The next step is to use summary or descriptive statistics to begin to answer questions such as what are typical values and how are the variables dispersed (vary). Extreme values, often referred to as outliers can be of particular interest so for this reason we have an entire Sub- Section on this topic.
## Murder Assault UrbanPop Rape
## Min. : 0.800 Min. : 45.0 Min. :32.00 Min. : 7.30
## 1st Qu.: 4.075 1st Qu.:109.0 1st Qu.:54.50 1st Qu.:15.07
## Median : 7.250 Median :159.0 Median :66.00 Median :20.10
## Mean : 7.788 Mean :170.8 Mean :65.54 Mean :21.23
## 3rd Qu.:11.250 3rd Qu.:249.0 3rd Qu.:77.75 3rd Qu.:26.18
## Max. :17.400 Max. :337.0 Max. :91.00 Max. :46.00
This is clearly an improvement over staring at tables of values and for example the mean and median give estimates of a typical value often referred to as central tendency. So for instance we can see that the mean number of arrests for assault is 170 per 100,000 population and the median is close at 159. This suggests a reasonably symmetric and only slightly skewed distribution. One way of thinking about dispersion is the range (i.e., Max - Min) or we can compute it directly using our own user-defined function
# Define our own range.finder function
range.finder <- function(x){max(x) - min(x)}
# Apply the function to the Assault variable
range.finder(USArrests$Assault)
## [1] 292
Now we have a function we can efficiently apply to the entire data frame USArrests
using one of the very useful apply()
family of functions.
# Use sapply to apply our function to each vector with the data frame USArrests
sapply(USArrests, range.finder)
## Murder Assault UrbanPop Rape
## 16.6 292.0 59.0 38.7
sapply()
is actually a wrapper function for lapply()

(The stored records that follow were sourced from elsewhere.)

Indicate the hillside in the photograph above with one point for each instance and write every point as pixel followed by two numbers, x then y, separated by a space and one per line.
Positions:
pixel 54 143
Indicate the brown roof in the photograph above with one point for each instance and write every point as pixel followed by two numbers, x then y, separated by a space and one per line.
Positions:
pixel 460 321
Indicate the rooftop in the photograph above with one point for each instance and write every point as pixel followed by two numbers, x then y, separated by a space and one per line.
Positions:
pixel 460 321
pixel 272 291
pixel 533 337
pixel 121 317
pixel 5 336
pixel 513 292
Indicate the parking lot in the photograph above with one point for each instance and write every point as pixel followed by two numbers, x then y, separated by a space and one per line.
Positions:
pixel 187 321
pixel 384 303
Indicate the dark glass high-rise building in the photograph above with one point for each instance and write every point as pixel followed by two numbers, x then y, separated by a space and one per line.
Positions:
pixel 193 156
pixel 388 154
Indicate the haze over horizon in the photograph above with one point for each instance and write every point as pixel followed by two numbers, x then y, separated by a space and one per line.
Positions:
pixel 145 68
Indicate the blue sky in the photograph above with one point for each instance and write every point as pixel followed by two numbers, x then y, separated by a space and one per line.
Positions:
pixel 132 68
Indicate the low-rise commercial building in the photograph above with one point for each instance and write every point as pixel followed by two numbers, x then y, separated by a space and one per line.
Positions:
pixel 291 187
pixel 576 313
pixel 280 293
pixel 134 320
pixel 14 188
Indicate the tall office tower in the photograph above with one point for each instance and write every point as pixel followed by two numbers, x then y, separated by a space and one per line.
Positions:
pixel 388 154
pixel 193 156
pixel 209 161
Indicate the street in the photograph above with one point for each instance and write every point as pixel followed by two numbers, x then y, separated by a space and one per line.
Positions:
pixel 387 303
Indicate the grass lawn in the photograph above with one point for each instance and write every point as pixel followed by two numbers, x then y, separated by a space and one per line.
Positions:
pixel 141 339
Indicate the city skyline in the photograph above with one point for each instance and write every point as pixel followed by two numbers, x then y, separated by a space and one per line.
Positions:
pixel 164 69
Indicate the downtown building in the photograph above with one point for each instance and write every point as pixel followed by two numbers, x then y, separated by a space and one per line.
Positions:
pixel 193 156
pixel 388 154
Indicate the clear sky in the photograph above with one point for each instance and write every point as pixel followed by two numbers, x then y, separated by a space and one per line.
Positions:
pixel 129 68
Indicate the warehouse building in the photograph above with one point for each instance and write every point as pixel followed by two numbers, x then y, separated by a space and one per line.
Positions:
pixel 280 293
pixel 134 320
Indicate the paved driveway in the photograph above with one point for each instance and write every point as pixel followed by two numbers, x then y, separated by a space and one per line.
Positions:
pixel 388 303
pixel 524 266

. It formats the output more elegantly (where possible). The apply family of functions are very useful for applying a function to multiple instances e.g., a vector or a data frame. They’re much faster than the equivalent for-loop and easier to code.
For more details on the extremely useful apply family of functions see Chapter 5 of (Kabacoff 2015) or the Week 4 seminar for this Modern Data module.
Nevertheless, there are clear limits to these simple descriptive statistics and it would still be nice to visualise the distributions.
4.2.1 How do the data vary?
This section is intended as a redress to the tendency of many analyses to focus on typicality or central tendency to the exclusion of almost all else. For instance, the most commonly reported summary statistics is the mean. Clearly this is important but without knowing how the sample varies comparing means can be highly misleading.
# Generate some synthetic data with same mean=0 but low (sd=1) or high (sd=10) variation
x.df <- data.frame(lo.sd=rnorm(n=1000,mean=0,sd=1), hi.sd=rnorm(n=1000,mean=0,sd=10))
data <- melt(x.df)
# Compare the distributions as density plots
ggplot(data,aes(x=value, fill=variable)) +
geom_density(alpha=0.25) +
labs(title="Comparing distributions with the same mean but different sd")
Don’t worry about the details of the above R code chunk. We will move onto producing graphical output with the incredibly powerful and versatile package {ggplot2} in the next section. In essence we are creating two normally distributed random variates lo.sd
and hi.sd
which have a common mean of zero, but standard deviations of 1 and 10 respectively. The plot superimposes the density distributions so we can see that although the modal points coincide the distributions are vastly different. If we were simply to report that the two variables have near identical means we are missing vital information.
4.2.2 Outliers
An outlier:is an observation that lies an abnormal [extreme] distance from other values in a random sample from a population. Two graphical techniques for identifying outliers are boxplots (univariate) and scatterplots (bivariate).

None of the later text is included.